We chewed in silence for a while, and I thought about Ariel. My replicas of him were multiplying; they were in sketchbooks, my monthly planner and notepads at work, and still on my skin. Beneath my work clothes – my nice trousers and blouse and blazer – that sprite was inked all over my body: I’d blackened the outline on my thigh; I’d drawn him trapped in a tree on my other thigh; he was crawling up my left forearm, looking up at me with eyes that yearned for freedom. I was sliding into obsession, I knew. Between The Tempest and the Goyas on my wall, all my sketches lately ha
d been of monsters and sprites. There was something about Ariel that comforted me even while rendering me unbearably sad. The illustrations felt more real to me than my life, more real than my daily routine, more real than the circus and play-acting my mother put me through.
‘I want to get a tattoo.’
No reaction. Yousef’s eyes were on a group of guys that had walked in, all fancy suits and stiffly gelled hair. He studied them with an intensity he didn’t seem aware of, and the last piece of cookie in his hand was returned to the plate.
‘Did you hear me?’
‘What?’ He turned to me, seemed surprised and a blush crawled into his olive cheeks. He shook his head as though to clear it. ‘Say again.’
‘I want a tattoo.’
He cocked an eyebrow and wrinkled his nose. ‘So not you.’

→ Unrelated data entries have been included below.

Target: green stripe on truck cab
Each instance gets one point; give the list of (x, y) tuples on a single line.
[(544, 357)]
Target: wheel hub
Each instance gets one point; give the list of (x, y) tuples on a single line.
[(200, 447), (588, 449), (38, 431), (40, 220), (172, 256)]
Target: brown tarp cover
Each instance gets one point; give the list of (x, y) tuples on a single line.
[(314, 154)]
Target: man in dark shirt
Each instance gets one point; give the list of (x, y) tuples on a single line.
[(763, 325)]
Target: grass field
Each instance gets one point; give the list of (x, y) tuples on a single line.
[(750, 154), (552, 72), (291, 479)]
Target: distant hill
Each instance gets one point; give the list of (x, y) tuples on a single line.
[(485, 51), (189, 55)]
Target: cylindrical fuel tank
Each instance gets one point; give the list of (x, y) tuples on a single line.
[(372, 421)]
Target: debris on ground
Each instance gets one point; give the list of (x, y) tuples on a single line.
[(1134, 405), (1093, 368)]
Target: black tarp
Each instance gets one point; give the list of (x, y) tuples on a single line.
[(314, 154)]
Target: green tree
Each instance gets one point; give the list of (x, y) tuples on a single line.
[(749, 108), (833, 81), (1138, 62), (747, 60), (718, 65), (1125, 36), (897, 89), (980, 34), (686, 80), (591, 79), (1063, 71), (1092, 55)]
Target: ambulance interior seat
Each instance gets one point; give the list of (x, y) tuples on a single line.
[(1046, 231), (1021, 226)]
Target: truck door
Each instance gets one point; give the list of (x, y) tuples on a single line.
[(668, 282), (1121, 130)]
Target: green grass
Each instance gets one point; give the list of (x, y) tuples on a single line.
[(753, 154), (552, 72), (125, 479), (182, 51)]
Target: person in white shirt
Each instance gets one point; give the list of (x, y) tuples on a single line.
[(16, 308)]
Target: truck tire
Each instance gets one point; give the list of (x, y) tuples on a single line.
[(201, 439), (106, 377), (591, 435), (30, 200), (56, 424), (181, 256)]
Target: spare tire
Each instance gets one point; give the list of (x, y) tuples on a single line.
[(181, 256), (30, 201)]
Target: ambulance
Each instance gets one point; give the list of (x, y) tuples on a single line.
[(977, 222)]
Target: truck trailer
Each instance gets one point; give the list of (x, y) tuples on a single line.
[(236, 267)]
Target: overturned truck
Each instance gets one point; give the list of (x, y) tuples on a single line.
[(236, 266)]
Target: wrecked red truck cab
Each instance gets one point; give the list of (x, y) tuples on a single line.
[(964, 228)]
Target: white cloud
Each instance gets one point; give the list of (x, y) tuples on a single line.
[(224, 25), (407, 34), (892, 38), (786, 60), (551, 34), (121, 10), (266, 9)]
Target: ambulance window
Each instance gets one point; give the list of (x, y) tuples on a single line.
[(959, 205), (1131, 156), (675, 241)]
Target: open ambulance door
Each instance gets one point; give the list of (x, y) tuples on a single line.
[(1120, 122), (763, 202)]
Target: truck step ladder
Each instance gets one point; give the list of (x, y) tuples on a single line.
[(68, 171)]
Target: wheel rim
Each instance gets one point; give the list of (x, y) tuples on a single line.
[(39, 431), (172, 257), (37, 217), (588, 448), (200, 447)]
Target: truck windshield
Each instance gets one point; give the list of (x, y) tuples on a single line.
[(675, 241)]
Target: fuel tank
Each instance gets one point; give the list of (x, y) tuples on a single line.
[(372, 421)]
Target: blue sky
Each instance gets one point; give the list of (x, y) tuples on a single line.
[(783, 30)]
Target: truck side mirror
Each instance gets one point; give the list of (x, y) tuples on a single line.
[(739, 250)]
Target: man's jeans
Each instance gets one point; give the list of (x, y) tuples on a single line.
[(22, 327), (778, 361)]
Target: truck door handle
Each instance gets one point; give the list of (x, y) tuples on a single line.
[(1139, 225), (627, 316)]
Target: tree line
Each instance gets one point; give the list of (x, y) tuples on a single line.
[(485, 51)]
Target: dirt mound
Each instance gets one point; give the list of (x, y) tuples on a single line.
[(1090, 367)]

I fiddled with my straw. ‘What is that supposed to mean?’
‘A tattoo is permanent,’ he said, like it was a sufficient explanation.
‘So?’
‘So …’ He shrugged like he wished he hadn’t said anything and glanced again at the guys getting their drinks. A blast of air hit us as the door was pulled open again. ‘You don’t really do permanent, do you?’
‘Where’d you get that idea?’
He shrugged again. ‘More a feeling than anything, I suppose.’
I looked out the door at the cars whipping up and down the street and the stock exchange with its scroll of symbols and colors. Though it was a pleasant enough day, men in suits and dishdashas hurried across the road, trying to get to their destinations before they started to sweat. I wondered how many of them were happy, how many were resigned, how many were as bored as I was, how many wished for something more and if any were in the process of attaining it. I wondered how many of them had no idea how miserable they were.
‘Besides, your parents would flip out,’ he said.
‘My parents would have an aneurysm,’ I replied. I could just imagine it: my father too shocked to say anything, Mama going on about religion and hellfire and Allah’s punishment for scarring your body. ‘They’d lose their minds.’